Şiddet hiçbir zaman tek yönlü ve tek bir alanla sınırlı değildir. Sözle, hakaretle var olan şiddet fiziksel şiddete dönüşebilir, dayağı kontrol yöntemi olarak kullanan bir erkek sonunda karısını öldürmekle şiddetini sonlandırabilir. Kadınların dünyanın pek çok yerinde en çok romantik partnerleri, eşleri ve sevgilileri tarafından öldürülmesi de şiddetin kademeli olarak artmasının en önemli göstergesidir. Sevmek, saymak, hastalığında yanında olmak, kötü günlerinde en yakın arkadaşı olmak için evlenilen eşini dövebilen bir kişinin, kendi halkından insanların üzerine yürüyüp bu insanları darp etmesine şaşırılabilir mi?

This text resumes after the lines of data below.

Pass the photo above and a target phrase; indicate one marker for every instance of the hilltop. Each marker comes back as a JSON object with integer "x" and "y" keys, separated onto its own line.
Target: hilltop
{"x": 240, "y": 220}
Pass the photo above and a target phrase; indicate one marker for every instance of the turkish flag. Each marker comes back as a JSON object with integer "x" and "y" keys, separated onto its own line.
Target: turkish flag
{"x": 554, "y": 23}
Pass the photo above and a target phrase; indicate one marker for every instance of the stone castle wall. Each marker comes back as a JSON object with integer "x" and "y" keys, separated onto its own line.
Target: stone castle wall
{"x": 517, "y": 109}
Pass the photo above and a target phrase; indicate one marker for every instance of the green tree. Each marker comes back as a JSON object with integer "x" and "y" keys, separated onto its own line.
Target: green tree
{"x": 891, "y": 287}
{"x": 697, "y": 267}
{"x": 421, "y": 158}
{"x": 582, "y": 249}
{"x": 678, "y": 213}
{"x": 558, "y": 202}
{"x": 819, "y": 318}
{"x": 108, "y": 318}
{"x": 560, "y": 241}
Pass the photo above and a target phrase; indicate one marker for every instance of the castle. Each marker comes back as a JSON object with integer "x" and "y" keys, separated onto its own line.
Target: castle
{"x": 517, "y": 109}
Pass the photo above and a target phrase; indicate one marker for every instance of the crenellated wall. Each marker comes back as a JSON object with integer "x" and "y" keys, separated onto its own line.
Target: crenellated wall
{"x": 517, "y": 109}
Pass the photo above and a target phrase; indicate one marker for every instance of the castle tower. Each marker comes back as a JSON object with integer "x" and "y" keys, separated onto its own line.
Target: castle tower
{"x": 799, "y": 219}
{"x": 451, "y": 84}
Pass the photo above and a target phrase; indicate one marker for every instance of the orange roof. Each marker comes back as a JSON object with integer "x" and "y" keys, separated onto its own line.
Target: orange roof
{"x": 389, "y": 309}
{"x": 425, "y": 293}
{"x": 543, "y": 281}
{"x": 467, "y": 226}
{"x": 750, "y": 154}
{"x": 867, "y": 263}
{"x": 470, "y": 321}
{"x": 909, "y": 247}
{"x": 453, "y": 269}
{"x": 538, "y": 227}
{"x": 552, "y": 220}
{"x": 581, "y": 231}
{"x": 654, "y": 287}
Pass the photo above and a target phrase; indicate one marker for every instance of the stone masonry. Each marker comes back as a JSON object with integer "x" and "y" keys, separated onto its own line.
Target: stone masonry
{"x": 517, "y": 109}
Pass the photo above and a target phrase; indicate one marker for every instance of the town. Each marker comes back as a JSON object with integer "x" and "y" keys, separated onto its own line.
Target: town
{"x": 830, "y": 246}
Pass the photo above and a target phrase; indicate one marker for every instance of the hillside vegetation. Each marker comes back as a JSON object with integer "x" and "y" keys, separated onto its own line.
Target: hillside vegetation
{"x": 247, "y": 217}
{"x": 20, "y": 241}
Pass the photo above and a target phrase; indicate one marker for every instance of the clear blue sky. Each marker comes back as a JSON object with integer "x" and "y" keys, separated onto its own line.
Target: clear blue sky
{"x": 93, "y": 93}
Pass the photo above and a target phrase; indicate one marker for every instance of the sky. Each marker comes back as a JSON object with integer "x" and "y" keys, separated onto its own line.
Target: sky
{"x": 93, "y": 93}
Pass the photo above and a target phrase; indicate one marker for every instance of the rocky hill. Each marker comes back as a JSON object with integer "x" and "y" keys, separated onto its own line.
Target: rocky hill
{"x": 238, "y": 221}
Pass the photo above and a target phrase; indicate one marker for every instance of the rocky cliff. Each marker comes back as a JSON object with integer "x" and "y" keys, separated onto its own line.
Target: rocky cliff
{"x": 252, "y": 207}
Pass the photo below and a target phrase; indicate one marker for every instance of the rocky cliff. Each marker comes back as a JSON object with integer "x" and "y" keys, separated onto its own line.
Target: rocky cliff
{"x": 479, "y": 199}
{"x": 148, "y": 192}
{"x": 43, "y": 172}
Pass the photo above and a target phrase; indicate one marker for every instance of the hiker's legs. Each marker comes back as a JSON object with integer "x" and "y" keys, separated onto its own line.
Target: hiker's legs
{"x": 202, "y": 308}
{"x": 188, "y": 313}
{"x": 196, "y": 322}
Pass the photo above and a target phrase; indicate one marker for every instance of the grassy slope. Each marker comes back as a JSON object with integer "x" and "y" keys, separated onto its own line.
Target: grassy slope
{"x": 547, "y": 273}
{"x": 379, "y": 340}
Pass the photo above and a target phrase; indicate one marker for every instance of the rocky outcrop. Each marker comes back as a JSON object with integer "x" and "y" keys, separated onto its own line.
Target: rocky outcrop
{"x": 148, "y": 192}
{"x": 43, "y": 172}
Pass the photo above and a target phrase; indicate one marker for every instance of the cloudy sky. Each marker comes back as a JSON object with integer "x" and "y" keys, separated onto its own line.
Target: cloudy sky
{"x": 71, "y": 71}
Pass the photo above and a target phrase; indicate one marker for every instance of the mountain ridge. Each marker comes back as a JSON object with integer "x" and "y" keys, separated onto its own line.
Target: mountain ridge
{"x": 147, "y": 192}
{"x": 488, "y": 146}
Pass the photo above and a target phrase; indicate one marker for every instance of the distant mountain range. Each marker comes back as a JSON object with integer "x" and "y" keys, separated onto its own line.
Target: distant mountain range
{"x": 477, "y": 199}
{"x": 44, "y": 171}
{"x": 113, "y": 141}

Kadınların kendilerinden daha güçsüz, daha az zeki, daha az kapasiteli olduğunu düşünerek, eşit partnerlik yerine karılarını kontrol etmek isteyen, kadınları temizlik yapmanın, çocuk doğurmanın, seks hizmeti sağlamanın bir aracı görerek onlarla evlenen adamlar, kurguladıkları hiyerarşik yapının (yani ev hayatlarının) dışına çıktıklarında, halka da aynı değersizleştirmeyi yapıp “güdülmesi” gereken kitleler olarak baktığında ve “haddinizi bilmelisiniz” dediğinde şaşırabilir miyiz? Başka bir açıdan olayı düşündüğümüzde, polis şiddetine veryansın eden insanların içinde eve gittiğinde karısını döven, hakaret eden, gideceği yerler için izin almasını bekleyen, giydiği giysiye karışan, bazen giyilemesin diye o elbiseyi yırtan adam sayısı kaçtır? Artık bütün bunlar arasındaki bağlantıyı görme zamanımız gelmemiş midir?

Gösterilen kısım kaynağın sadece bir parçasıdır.